On Wednesday, the Baton Rouge Police Department confirmed to ABC News that Deputy Chief Lawrence Sr. had been put on administrative leave as the investigation into allegations of misconduct in the department continues.

Troy Lawrence Jr. and Lawrence Sr. could not be reached by ABC News for comment.

The Brave Cave

The warehouse, officially known as the Narcotics Processing Facility, was originally used by the department's Narcotics Unit until September 2021, when the unit was disbanded following allegations of corruption that first came to light a year prior, WBRZ reported.

Following the disintegration of the Narcotics Unit, about 20 law enforcement officers belonging to the Street Crimes Unit and Intelligence took over the facility, WBRZ reported.

According to the recent lawsuits, the facility was then used by the unit as a "torture warehouse." It is in that facility that Lee alleges to have been beaten by police and Brown claims to have been strip searched.

According to the respective lawsuits, in these instances BRPD Officers turned off their body cameras.

In a statement Wednesday, Broome said: "We are taking this matter seriously and are committed to truth, justice and the safety of the Baton Rouge community."

"The "BRAVE Cave" allegations, or any inhuman act, is not the Baton Rouge any of us want, so there will be accountability and there will continue to be change.
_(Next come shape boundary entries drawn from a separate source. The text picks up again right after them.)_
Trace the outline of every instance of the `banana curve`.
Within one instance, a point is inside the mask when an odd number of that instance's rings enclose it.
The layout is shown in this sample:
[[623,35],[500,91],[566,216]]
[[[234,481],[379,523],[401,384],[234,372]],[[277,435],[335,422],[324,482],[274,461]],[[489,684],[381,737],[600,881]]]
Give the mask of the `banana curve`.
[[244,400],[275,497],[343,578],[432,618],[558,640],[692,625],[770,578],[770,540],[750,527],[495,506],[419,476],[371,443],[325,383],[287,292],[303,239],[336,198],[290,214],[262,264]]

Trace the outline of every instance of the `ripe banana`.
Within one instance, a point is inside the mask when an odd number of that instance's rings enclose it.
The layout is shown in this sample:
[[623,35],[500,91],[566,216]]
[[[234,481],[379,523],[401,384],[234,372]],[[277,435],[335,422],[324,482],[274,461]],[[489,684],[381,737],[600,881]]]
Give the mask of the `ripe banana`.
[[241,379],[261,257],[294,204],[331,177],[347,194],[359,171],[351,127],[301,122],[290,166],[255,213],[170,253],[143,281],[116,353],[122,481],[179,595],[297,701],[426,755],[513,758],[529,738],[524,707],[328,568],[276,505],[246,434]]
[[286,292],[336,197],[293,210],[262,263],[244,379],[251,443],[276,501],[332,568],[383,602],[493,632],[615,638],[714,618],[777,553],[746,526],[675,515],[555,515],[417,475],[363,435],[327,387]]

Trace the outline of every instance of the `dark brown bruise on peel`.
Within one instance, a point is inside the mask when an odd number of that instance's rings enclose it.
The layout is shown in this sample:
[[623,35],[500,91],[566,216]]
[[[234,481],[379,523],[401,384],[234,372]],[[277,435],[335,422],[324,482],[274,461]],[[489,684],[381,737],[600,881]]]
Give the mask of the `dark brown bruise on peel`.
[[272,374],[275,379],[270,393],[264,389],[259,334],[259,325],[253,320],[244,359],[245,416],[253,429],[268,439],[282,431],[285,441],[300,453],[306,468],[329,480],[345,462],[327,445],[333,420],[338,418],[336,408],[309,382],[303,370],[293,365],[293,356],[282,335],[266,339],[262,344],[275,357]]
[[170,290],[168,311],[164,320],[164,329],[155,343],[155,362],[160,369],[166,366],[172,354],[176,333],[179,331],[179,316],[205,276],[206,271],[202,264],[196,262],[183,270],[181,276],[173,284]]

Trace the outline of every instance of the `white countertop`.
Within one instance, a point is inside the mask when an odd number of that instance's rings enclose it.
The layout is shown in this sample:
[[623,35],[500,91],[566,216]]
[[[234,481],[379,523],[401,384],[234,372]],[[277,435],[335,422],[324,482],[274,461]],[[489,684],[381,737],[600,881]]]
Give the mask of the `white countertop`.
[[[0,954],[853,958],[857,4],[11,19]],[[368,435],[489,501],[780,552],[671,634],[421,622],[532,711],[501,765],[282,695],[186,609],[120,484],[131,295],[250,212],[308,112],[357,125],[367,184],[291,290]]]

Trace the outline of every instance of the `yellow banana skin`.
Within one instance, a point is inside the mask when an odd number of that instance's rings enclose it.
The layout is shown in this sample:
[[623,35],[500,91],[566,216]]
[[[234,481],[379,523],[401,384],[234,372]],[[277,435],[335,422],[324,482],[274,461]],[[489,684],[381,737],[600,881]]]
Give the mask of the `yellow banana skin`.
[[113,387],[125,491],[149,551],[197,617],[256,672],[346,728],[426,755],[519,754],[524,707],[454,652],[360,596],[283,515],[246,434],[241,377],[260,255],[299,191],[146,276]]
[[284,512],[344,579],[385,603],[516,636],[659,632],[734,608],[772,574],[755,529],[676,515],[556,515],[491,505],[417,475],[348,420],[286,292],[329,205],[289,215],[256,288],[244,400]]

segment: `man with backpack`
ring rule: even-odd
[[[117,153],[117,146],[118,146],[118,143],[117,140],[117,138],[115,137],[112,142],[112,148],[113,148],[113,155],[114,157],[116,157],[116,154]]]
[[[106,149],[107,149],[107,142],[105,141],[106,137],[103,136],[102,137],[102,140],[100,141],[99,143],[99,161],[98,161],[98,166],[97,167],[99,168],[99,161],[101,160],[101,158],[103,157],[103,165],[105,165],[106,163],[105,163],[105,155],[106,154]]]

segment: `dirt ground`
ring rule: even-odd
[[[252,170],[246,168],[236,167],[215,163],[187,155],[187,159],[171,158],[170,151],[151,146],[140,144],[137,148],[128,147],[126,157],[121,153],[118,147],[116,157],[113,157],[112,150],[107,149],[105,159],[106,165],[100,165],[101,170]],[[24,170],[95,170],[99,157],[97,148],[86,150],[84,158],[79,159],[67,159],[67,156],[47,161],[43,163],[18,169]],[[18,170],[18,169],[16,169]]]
We are better than this, and we must not allow ourselves to be defined by this moment in time," the statement continued. "Red Stick will continue to rise in the face of these allegations because there will be consequences for those who have done wrong. It is the right and only thing to do."

The FBI has urged the public to come forward with any information regarding the case.